The popularity chart keeps refreshing every year and this year, a lot of things have changed places in the jewelry industry. Speaking more specifically, some diamond cuts have interchanged spots in the list and by the end of 2016, this is how the list looks like, in order of popularity. The oval shape tops the chart this year. Most wouldn’t imagine that if they followed the global obsession on round and princess cuts. The oval is seconded by the round cut followed by the cushion cut. The least popular ones this year are Marquise, Asscher, emerald and the least believable of all, the ever so lovely princess cut.
But if you have observed the trend for long, this algorithm makes sense, really. The princess and round cuts have dominated the list for far too long. Also, the round cuts descent to the second place this year is nothing short of a valid explanation. The obsession of bright and brilliant is something that is not going to die as long as people’s love to shiny and sparkling things remain. So, we expect, that round cut will keep swapping positions with the princess cut, and in the process making room for the fancier cuts to find their places.
A gift to us by LazareKalpan, the oval cut first came out in the 1960s as a modification of the brilliant cut. The shape made its case on the popularity of round cut. It precisely meet the gradually erupting need for something different, but conveniently roundish. The added advantage that came with this shape is that it could conjure the illusions of a larger size from a pretty small stone. Oval stones are basically flattened diamonds that are only large on the top and bottom with very slight thickness on the sides.
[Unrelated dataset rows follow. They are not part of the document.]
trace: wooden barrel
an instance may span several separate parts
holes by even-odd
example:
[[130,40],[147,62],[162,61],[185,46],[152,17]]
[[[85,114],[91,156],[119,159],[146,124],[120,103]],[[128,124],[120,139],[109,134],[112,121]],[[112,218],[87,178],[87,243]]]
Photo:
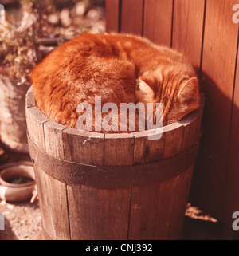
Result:
[[26,96],[29,148],[42,227],[52,239],[177,239],[200,136],[202,109],[163,127],[123,134],[50,120]]

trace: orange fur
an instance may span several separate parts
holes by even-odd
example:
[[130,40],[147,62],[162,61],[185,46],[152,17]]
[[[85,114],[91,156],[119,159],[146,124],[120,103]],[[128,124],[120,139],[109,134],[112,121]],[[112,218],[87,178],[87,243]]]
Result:
[[96,96],[102,105],[112,102],[119,109],[120,103],[163,103],[163,125],[199,106],[196,73],[186,57],[129,34],[76,37],[38,64],[32,81],[37,107],[72,128],[76,128],[77,105],[88,102],[94,108]]

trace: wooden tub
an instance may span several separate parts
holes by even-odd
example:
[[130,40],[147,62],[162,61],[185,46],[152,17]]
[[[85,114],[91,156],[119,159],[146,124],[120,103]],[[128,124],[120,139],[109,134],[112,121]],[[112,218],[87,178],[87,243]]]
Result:
[[50,120],[26,96],[29,148],[42,227],[52,239],[180,238],[202,109],[163,127],[123,134],[80,132]]

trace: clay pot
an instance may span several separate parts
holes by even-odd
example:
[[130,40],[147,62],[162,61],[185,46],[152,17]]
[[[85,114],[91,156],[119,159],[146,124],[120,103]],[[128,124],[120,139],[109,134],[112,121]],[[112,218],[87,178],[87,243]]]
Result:
[[[28,179],[26,183],[13,183],[15,178]],[[32,179],[32,181],[29,181]],[[0,198],[9,202],[29,200],[35,189],[33,167],[29,162],[12,163],[0,167]]]

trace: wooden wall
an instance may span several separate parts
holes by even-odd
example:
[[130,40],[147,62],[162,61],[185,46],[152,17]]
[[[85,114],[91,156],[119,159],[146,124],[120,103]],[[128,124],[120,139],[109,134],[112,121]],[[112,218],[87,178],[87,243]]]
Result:
[[106,0],[107,30],[183,51],[206,96],[190,201],[230,225],[239,211],[238,24],[236,0]]

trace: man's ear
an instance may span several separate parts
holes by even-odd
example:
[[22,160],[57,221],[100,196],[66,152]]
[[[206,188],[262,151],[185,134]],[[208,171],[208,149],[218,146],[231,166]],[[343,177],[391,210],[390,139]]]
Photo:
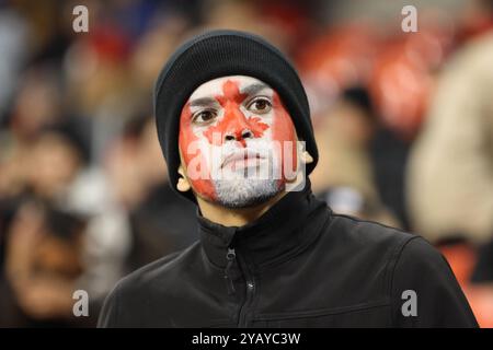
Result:
[[176,184],[176,189],[181,192],[186,192],[187,190],[190,190],[192,188],[192,186],[188,183],[188,178],[186,178],[185,170],[183,168],[183,165],[180,164],[177,172],[180,174],[180,178]]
There is not much to say about round-cut diamonds except that it accounts for 75% of the jewelry diamonds sold worldwide. It has an average of 57 facets, the reason behind its ever burning sparkle. The cut has been around since 1919, and yet there has never been another cut to eclipse its popularity since.
Cushion cut diamonds had another name before this one. Designers called it the old mine cut. It merges the shapes of round and square together to give out a square with rounded corners. It is different from a radiant or an emerald cut, just in case you are wondering.